Rynek domen

Biznes zaczyna się od domeny.


Domeny NNNNN sprzedają się za kwoty pięciocyfrowe

Domeny NNNNN sprzedają się za kwoty pięciocyfrowe

Kto by pomyślał jeszcze kilka lat temu, że za nazwy złożone z pięciu cyfr będzie można zarobić nawet kilkanaście tysięcy dolarów? Dziś to już rzeczywistość. Pojawia się natomiast nowe pytanie: gdzie jest granica wzrostu?

Z raportu sprzedażowego serwisu NameBio.com wynika, że 26 marca br. domena 22299.com zmieniła właściciela za 12 201 dolara. Nawet mimo magii „dotcomu” trudno nie zastanowić się, jakim cudem klient zdecydował się zapłacić bądź co bądź niemałą kwotę za nazwę złożoną z aż pięciu cyfr. W końcu to kombinacja na granicy zapamiętywalności – a w domainingu ceniona jest przede wszystkim zwięzłość.

W gruncie rzeczy sytuacja wcale nie jest zagadkowa. Przynajmniej dla osób śledzących od pewnego czasu wydarzenia na rynku domen. Gigantyczny popyt na domeny numeryczne w Chinach podnosi ich wartość do tego stopnia, że na rynku wtórnym coraz bardziej chodliwym towarem stają się nawet adresy pięciocyfrowe. Ponieważ Chińczycy zainteresowani są nie tylko końcówką .com, ale również rozszerzeniami nTLD, rośnie również wartość nazw z alternatywnymi końcówkami.
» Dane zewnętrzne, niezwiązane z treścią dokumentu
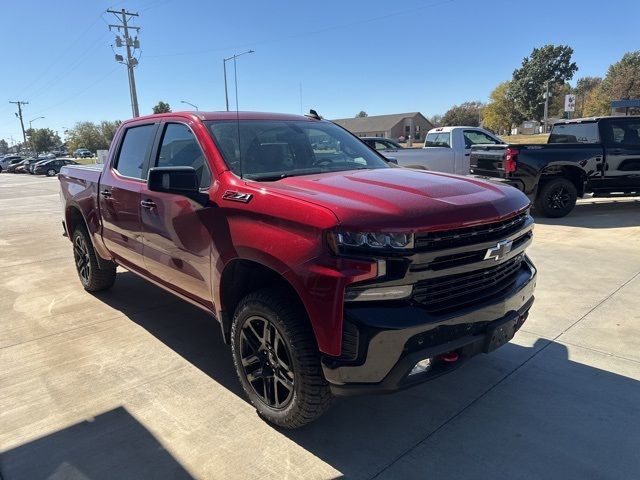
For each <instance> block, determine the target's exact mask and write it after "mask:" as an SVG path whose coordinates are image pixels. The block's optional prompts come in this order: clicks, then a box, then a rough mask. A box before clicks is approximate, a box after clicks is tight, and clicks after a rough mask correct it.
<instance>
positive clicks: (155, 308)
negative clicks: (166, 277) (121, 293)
mask: <svg viewBox="0 0 640 480" xmlns="http://www.w3.org/2000/svg"><path fill="white" fill-rule="evenodd" d="M169 305H170V304H169ZM166 307H167V305H159V306H157V307H152V308H146V309H142V310H137V311H135V312H133V314H139V313H142V312H152V311H153V310H158V309H160V308H166ZM121 317H125V318H129V316H128V315H127V314H125V313H123V312H120V314H119V315H115V316H113V317H109V318H105V319H104V320H99V321H97V322H94V323H87V324H84V325H78V326H77V327H73V328H69V329H68V330H62V331H59V332H52V333H50V334H48V335H43V336H42V337H37V338H32V339H30V340H26V341H24V342H18V343H12V344H11V345H5V346H3V347H0V350H4V349H6V348H11V347H18V346H22V345H26V344H28V343H31V342H37V341H38V340H43V339H45V338H49V337H55V336H56V335H64V334H66V333H69V332H73V331H75V330H78V329H80V328H85V327H93V326H95V325H100V324H101V323H104V322H109V321H112V320H117V319H119V318H121ZM133 323H135V322H133ZM145 330H146V329H145ZM90 334H91V332H90V333H88V334H87V335H90ZM0 480H1V479H0Z"/></svg>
I tu pojawiają się trzy pytania:
1. Jak długie łańcuchy cyfr jest skłonny „wchłonąć” rynek chiński?
2. Jakie końcówki alternatywne w stosunku do .com są akceptowalne dla klientów z Chin?
3. Gdzie leży granica wzrostu cenowego domen NNN+?

Te pytania to jednocześnie wyzwania dla inwestorów skłonnych zaryzykować na rynku Państwa Środka. Warto przypomnieć, że to rynek, na którym funkcjonuje „jedynie” ok. 17 milionów adresów w domenie krajowej – niezbyt wiele jak na 1,357 miliarda populacji tego państwa.